We set out to try and get an international team of authors to work with us in producing this book and, through this collaboration, we believe new international alliances have been forged. From our correspondence with the writing teams this does indeed seem to be the case but it has not always been easy. As one of the authors commented in his e-mail correspondence with us, it was a little ironic that the vagaries of new technology (failure in e-mail) made it difficult for him to deliver to us as early as he had hoped a chapter which addressed use of new technologies in medicine.

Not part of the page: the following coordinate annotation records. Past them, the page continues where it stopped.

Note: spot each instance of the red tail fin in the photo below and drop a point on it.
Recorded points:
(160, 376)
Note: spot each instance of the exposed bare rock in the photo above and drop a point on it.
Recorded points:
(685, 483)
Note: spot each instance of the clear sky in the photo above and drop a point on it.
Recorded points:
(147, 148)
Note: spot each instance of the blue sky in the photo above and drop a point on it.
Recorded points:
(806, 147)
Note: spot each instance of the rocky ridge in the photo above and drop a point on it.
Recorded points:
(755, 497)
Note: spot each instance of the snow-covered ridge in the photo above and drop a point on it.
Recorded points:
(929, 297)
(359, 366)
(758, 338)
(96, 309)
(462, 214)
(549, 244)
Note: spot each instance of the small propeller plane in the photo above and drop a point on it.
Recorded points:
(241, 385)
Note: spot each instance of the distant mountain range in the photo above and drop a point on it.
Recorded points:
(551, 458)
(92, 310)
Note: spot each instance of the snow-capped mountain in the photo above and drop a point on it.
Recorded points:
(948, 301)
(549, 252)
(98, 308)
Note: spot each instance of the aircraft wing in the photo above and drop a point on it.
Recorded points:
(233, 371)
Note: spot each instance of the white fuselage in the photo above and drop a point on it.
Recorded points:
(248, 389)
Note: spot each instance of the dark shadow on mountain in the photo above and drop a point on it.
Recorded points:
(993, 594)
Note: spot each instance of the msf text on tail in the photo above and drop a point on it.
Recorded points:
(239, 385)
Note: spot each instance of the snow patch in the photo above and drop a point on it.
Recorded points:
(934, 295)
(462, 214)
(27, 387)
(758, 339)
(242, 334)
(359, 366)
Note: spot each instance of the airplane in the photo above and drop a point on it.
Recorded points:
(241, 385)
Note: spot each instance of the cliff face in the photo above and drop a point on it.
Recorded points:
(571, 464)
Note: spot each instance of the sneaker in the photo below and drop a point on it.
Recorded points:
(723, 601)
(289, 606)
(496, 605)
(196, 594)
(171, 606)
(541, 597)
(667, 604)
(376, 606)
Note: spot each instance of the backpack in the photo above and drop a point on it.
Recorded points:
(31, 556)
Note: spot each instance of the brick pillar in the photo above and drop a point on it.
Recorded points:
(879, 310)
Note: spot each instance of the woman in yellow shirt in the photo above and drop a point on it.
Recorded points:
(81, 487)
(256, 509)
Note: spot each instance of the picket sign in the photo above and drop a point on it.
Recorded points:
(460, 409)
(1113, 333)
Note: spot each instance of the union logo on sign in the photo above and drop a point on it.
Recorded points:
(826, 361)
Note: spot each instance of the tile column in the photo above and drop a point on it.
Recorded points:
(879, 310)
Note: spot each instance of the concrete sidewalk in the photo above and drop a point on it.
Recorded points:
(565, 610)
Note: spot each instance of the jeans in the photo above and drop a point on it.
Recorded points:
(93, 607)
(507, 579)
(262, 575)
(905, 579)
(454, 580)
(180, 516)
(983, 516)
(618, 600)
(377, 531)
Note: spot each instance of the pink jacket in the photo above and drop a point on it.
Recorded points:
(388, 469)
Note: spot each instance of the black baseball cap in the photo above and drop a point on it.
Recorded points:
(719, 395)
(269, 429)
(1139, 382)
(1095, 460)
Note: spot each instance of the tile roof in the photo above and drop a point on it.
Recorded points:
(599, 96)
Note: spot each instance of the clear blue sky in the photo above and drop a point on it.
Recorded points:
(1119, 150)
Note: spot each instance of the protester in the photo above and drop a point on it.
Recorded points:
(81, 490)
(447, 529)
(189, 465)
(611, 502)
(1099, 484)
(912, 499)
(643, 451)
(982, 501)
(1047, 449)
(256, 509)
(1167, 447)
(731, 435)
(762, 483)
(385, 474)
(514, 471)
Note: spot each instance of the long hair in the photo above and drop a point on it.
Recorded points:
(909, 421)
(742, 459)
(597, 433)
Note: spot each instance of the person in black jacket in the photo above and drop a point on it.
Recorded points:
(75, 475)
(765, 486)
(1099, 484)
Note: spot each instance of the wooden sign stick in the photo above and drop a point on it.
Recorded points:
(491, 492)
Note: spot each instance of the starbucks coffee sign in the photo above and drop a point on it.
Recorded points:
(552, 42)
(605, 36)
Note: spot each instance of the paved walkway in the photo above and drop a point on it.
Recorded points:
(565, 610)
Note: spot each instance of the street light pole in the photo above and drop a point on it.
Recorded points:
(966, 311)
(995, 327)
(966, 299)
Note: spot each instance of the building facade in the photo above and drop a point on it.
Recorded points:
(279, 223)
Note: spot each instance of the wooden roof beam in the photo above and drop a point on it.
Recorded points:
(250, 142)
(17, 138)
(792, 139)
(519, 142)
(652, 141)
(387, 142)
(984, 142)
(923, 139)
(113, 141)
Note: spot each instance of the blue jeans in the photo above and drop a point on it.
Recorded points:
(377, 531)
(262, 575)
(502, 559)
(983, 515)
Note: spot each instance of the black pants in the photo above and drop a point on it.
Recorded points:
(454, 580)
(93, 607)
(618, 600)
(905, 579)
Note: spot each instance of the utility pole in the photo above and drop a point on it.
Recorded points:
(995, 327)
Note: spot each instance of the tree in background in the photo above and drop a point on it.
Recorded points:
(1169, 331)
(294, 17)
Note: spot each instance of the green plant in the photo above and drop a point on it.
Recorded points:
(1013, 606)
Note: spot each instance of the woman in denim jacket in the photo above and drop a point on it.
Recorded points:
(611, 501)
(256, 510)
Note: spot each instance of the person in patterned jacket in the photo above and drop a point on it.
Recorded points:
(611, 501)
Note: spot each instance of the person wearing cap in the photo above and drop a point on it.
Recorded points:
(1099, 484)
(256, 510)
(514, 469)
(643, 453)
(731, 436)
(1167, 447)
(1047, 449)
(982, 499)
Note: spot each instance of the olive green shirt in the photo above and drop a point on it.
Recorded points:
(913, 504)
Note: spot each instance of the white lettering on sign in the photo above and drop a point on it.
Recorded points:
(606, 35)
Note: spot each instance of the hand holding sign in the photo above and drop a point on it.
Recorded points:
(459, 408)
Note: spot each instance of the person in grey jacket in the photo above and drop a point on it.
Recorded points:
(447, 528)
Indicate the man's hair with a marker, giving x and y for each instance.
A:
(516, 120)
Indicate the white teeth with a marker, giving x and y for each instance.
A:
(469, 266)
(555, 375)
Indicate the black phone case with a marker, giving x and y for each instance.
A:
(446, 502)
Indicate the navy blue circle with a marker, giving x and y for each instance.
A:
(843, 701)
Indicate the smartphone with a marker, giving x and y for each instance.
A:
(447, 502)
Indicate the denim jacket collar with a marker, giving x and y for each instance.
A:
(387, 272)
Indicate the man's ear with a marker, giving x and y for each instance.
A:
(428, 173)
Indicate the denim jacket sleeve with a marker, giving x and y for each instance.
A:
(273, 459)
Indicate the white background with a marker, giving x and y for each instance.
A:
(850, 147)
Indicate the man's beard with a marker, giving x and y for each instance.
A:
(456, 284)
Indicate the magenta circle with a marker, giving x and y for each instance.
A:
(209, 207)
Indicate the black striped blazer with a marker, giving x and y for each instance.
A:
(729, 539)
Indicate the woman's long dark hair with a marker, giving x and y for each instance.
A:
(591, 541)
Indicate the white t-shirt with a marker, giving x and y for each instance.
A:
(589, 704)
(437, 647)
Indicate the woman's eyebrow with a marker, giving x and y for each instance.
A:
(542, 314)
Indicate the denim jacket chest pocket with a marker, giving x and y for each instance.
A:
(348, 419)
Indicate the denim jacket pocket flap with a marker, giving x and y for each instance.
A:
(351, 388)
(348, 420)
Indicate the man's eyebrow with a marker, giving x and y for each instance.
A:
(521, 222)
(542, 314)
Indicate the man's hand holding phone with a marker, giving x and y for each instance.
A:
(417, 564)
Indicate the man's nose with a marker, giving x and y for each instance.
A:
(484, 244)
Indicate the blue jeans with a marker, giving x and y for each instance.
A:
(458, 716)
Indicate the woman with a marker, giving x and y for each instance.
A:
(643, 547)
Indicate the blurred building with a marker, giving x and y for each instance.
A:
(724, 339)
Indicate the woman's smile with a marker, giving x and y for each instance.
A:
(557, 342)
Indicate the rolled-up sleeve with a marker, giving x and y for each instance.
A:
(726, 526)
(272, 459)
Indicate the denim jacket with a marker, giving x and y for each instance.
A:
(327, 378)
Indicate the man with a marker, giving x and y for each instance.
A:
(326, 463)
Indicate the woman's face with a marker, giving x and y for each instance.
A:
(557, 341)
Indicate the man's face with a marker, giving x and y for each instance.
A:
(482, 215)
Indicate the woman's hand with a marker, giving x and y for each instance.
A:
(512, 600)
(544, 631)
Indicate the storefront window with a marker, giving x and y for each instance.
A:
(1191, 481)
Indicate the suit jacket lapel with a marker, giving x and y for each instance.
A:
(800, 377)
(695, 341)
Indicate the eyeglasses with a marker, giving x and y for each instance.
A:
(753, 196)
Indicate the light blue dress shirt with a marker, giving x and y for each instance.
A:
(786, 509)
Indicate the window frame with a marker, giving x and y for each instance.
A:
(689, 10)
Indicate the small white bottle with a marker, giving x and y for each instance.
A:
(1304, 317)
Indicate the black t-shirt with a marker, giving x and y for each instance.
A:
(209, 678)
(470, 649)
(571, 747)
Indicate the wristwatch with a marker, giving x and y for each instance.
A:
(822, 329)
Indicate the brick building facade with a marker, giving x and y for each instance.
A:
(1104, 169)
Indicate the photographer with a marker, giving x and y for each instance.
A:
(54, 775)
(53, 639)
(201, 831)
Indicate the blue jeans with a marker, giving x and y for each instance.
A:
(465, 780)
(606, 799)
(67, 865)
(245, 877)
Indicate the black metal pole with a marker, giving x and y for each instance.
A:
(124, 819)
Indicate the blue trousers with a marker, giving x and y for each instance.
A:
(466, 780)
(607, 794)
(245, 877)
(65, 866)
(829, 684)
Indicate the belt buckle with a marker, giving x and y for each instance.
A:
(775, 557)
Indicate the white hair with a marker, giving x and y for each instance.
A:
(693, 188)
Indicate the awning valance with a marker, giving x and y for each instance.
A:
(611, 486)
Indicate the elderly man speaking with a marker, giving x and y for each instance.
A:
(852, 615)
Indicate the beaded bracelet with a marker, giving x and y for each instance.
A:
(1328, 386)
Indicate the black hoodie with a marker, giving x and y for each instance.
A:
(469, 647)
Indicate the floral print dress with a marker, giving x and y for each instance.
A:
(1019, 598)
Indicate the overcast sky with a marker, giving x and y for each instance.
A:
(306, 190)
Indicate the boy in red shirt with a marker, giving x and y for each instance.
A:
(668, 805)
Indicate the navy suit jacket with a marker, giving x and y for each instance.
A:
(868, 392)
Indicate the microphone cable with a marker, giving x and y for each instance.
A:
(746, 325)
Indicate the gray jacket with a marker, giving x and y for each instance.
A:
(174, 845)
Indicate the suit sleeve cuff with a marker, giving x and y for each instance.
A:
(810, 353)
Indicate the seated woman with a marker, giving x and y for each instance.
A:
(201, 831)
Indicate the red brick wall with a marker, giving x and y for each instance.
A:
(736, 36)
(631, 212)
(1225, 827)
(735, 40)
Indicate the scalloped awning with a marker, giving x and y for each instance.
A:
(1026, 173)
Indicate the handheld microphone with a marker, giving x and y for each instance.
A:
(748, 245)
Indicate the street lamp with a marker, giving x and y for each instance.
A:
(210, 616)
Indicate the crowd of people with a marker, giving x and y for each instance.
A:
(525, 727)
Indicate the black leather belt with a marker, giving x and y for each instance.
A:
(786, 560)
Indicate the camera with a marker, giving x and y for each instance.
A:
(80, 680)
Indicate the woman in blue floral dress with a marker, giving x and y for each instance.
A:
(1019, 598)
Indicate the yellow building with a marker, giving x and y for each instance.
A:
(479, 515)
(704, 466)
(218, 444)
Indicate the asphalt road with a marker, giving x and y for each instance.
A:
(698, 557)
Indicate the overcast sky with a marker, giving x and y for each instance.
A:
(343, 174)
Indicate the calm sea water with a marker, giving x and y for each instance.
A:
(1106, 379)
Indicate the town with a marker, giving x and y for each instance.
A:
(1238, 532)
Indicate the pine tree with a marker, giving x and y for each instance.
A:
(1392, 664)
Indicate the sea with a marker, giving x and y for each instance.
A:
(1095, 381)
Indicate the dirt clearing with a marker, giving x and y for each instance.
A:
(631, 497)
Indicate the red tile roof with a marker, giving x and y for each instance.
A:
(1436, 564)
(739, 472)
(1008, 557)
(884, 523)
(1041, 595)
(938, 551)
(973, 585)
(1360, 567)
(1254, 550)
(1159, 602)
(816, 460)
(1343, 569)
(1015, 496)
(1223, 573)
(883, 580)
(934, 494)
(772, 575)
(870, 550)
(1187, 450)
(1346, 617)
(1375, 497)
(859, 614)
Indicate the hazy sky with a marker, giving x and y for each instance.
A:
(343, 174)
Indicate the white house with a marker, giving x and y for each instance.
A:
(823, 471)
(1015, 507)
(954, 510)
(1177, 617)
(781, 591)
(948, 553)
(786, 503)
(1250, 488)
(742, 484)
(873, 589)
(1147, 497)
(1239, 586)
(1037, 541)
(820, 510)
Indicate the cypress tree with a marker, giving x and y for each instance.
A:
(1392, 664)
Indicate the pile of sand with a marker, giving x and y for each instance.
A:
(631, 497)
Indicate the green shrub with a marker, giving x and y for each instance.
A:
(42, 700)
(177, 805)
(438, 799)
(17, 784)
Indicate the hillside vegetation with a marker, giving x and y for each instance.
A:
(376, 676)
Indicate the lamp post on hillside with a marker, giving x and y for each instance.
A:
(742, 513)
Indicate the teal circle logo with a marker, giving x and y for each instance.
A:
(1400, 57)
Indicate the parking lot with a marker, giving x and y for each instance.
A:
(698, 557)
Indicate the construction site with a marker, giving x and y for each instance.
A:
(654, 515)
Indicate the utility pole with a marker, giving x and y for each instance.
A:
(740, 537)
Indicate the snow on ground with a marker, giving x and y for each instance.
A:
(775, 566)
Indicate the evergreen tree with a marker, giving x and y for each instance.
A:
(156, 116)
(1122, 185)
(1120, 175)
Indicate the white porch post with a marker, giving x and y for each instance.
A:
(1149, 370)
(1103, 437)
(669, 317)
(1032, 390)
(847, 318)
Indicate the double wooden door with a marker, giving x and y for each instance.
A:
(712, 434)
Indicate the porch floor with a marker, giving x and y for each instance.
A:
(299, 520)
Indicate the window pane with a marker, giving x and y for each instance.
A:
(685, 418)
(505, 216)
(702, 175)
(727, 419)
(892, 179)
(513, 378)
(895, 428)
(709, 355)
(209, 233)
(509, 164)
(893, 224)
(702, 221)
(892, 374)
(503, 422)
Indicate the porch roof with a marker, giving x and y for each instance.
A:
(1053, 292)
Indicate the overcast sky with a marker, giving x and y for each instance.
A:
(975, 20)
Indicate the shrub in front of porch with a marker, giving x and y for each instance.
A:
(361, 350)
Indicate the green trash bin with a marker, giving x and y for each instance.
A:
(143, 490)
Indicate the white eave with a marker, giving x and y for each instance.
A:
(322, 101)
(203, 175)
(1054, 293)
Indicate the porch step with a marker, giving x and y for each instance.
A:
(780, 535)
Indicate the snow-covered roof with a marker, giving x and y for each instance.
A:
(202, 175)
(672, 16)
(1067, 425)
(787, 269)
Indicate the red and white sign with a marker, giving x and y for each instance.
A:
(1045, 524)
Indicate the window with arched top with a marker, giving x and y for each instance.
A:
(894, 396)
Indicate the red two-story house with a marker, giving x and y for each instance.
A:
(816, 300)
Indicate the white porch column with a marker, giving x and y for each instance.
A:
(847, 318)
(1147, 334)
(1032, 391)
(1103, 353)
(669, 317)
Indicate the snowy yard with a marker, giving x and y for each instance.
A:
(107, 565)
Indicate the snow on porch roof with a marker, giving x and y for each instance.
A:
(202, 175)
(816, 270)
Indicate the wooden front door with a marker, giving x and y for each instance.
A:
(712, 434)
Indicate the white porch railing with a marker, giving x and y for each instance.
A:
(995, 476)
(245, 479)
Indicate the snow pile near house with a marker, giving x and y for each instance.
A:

It is our hope that readers will find this compendium of knowledge about how, what, where and, above all, why to teach psychiatry. We need to inspire ourselves before we can inspire our students, whoever they may be. Quality education is our best recruiting tool, shaper of public health policy sensitive to the needs of our patients, the keystone of the research process and the most important component of clinical care. We must all teach wisely. Our profession depends on it.
Reference
Adams, G. and Cook, M. (1984) Beginning psychiatry. Bulletin of the Royal College of Psychiatrists, 8, 53–54.
2
Recruitment of Psychiatrists: the Key Role of Education
Cyril Höschl1 and Jon van Niekerk2
1Prague Psychiatric Centre affiliated with Charles University, Prague, Czech Republic
2Rivington Unit, Royal Bolton Hospital, Greater Manchester West Mental Health Foundation Trust, Bolton, UK
2.1 Introduction
The image of psychiatry as a modern medical specialty that deals with a vast range of mental disorders, some of which are very common in the general population, and that delivers a variety of therapeutic interventions, some of which are among the most effective that medicine has at its disposal, is currently unfamiliar to the general public in most countries of the world.
—Mario Maj, President, World Psychiatric Association
The case to make for recruiting more psychiatrists is an easy one. The reports of a ‘Recruitment crisis’ in the developed world need to be put into context, however. The World Health Organization (WHO) recommends that there should be approximately one psychiatrist per 10 000 population, but most countries fall far below this level [1]. The WHO Mental Health Atlas 2005 showed that one fifth of the more than 100 countries supplying figures spent less than 1% of their health budget on mental health. This despite estimates that one third of global disease burden is caused by brain diseases and that more than three quarters of the costs of brain diseases are attributed to mental disorders [2]. The survey of 192 countries did show a slight increase in the total number of psychiatrists, from 3.96 to 4.15 per 100 000 people worldwide, since 2001; however, distribution across regions ranged from 9.8 in Europe to just 0.04 in Africa. In 47.6% of countries covering 46.5% of the world's population, there is less than one psychiatrist per 100 000 population. The trend is set for this disparity to increase. Recruitment in developing nations is also undermined by medical immigration of potential psychiatrists to developed nations.